(PC-12xx~14xx) qthsh Tanh-Sinh quadrature

[robve]

(04-08-2021 04:27 PM)Albert Chan Wrote:  

(04-08-2021 01:32 PM)robve Wrote:  Using exp(t) in the inner loop instead of the strength-reduced expt recurrence should be the most accurate. Try it.

I did. It make no difference.

That's really nice. I was stating this more in "theory" that it would be most accurate, but practically makes no difference, which is really nice. On the SHARP Pocket Computers it makes a difference only because variables hold 10 digits whereas expressions are evaluated with 12 digit precision. So using EXP is a tiny bit better than repeated multiplication with a variable, e.g. we get the integral 2.0 exactly instead of 1.999999998.

(04-08-2021 04:27 PM)Albert Chan Wrote:  Same conclusion when I compared strength-reduced exp vs supposed more accurate expm1.
I even tried "improved u", when t get closer to 1. Again, no difference.

u = exp(1/t - t) = exp((1-t)*(1+1/t))

Think of this as Newton's method.
Once starting to converge, every iteration doubled accuracy.
In other words, correction term only required half precision. (guess had the other half)

Same with quadrature, required precision keep reducing.
Inaccuracy of strength-reduced expt does not contribute to the sum.

I didn't think about it that way. That is a nice way to confirm.

I would also like to confirm that removing if (r == 0 || r == 1) break; makes no difference with all integrals tested. Logically the loop terminates before these conditions are met. This check is redundant and can be removed as you observed correctly.

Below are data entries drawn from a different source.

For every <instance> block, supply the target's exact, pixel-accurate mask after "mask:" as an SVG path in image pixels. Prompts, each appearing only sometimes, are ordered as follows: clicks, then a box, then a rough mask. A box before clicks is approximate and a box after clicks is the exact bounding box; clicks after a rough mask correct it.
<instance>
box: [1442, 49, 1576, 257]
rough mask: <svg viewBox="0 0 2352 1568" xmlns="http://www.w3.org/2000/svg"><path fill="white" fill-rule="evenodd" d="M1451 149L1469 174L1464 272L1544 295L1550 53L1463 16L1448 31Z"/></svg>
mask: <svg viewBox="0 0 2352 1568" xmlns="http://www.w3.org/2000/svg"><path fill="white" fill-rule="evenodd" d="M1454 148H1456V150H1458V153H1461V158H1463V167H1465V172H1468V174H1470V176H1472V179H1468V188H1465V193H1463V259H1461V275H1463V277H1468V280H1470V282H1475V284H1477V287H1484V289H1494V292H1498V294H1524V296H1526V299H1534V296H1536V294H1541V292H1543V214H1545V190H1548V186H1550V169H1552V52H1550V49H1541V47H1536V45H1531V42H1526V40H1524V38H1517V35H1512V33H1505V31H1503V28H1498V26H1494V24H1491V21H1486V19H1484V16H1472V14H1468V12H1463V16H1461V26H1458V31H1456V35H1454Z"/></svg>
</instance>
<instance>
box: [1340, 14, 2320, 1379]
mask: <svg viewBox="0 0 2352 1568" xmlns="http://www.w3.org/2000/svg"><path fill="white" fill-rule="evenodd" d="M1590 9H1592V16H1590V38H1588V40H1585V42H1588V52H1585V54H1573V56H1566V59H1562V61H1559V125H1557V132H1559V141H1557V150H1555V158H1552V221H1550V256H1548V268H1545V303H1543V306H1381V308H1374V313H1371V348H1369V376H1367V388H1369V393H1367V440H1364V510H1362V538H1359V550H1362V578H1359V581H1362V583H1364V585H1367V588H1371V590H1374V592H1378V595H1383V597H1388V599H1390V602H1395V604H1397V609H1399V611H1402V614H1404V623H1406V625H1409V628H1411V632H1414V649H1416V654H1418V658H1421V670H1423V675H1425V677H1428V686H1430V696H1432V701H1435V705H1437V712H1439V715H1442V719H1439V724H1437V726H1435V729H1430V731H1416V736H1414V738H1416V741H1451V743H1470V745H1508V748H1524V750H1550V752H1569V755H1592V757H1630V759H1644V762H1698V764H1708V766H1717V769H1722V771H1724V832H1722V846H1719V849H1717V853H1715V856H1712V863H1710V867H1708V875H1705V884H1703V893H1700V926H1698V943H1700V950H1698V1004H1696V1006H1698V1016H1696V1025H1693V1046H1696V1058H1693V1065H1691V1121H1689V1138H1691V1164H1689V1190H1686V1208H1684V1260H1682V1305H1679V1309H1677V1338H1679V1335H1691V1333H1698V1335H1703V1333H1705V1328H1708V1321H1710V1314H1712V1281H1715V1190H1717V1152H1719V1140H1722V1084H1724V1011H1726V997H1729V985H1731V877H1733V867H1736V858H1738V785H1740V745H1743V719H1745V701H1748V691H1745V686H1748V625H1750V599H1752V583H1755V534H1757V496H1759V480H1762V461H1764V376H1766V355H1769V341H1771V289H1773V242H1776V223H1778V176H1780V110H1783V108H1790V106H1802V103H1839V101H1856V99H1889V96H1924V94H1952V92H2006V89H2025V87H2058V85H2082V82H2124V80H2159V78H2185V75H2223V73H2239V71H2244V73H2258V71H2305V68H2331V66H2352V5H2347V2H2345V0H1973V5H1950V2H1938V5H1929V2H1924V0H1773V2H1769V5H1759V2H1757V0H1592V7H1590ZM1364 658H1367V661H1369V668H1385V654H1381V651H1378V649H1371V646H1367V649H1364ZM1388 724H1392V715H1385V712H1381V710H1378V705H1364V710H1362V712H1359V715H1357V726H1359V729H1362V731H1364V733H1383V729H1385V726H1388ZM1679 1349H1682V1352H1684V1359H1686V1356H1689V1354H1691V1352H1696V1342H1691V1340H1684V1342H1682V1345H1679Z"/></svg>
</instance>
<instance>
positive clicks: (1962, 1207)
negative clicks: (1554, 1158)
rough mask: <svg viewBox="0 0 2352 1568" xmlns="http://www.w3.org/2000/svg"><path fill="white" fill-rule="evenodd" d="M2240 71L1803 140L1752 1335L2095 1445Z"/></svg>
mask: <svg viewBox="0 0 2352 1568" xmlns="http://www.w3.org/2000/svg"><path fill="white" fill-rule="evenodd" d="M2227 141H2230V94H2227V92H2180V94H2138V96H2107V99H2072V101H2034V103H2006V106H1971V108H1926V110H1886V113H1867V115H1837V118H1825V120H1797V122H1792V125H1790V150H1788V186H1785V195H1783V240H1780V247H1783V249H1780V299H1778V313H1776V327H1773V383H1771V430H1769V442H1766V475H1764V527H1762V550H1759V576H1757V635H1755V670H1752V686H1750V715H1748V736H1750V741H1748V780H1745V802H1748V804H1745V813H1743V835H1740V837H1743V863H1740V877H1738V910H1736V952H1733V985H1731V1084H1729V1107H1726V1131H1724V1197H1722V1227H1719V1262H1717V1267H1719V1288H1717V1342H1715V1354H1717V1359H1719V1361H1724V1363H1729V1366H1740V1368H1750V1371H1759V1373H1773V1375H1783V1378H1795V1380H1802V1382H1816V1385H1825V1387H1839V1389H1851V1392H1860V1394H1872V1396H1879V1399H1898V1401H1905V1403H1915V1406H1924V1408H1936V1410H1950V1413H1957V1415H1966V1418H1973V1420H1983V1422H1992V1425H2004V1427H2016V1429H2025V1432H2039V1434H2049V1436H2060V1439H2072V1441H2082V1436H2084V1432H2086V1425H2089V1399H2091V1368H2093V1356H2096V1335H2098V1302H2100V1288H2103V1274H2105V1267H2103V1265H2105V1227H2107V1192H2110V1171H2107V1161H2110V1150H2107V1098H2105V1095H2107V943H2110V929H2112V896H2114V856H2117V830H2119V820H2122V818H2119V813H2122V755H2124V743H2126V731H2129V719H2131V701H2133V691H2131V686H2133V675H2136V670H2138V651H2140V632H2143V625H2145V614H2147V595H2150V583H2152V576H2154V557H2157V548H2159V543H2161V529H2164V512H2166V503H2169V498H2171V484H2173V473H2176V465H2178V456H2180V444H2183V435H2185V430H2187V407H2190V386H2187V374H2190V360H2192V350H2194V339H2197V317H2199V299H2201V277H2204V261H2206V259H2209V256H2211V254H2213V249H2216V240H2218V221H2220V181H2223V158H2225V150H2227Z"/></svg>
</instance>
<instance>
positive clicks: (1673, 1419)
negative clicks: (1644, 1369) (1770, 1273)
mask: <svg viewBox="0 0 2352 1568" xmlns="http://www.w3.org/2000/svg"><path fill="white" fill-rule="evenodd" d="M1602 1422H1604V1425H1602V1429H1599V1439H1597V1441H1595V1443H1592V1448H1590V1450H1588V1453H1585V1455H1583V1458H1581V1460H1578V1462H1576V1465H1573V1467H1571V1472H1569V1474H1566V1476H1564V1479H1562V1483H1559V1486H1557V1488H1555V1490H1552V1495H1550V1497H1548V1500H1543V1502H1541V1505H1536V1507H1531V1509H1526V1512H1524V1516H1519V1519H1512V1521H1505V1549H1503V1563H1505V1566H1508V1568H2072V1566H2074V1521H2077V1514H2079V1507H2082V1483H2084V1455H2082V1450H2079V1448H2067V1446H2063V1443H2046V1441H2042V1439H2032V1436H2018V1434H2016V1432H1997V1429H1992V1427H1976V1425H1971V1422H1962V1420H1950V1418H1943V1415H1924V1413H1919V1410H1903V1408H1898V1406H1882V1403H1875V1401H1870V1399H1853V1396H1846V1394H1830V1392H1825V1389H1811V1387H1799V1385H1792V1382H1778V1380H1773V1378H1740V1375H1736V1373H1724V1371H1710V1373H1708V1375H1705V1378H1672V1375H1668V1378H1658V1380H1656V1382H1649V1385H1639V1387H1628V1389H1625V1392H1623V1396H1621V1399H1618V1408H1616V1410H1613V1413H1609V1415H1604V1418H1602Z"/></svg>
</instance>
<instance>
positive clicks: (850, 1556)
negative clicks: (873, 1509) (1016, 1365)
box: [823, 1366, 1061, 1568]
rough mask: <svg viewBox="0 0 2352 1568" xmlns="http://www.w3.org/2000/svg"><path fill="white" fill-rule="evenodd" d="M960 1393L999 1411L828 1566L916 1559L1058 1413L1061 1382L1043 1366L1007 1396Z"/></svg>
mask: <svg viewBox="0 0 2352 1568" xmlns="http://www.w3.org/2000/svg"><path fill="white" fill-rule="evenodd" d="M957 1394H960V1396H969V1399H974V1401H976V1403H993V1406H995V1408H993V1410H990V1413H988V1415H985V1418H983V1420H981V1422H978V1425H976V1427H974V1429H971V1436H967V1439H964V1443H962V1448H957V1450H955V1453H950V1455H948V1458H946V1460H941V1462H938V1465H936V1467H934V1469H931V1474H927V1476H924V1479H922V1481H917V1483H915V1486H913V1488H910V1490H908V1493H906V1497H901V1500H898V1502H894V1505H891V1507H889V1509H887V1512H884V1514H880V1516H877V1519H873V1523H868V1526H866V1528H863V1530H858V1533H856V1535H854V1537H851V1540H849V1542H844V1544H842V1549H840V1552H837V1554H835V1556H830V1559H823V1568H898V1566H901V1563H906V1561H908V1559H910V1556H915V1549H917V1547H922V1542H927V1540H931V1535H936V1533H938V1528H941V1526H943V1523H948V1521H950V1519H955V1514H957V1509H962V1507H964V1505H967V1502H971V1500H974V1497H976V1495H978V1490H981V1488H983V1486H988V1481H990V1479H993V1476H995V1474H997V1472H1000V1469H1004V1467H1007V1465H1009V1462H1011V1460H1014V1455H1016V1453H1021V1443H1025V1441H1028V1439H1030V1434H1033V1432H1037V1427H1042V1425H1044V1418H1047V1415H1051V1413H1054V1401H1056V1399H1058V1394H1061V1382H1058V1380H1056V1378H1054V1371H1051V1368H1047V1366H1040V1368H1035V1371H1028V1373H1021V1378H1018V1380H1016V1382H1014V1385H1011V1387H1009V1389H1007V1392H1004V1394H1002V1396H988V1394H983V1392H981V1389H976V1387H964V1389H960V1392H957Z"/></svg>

One thing I am still curious about is reusing or setting fp and fm to zero. I will look into the decaying factor idea. Perhaps there is also a difference between Inf and NaN, because with Inf the limit is clearly not finite and with NaN we don't necessarily know, but reusing in that case makes sense, I think. But I may be wrong if it makes no difference. I just don't know yet.

- Rob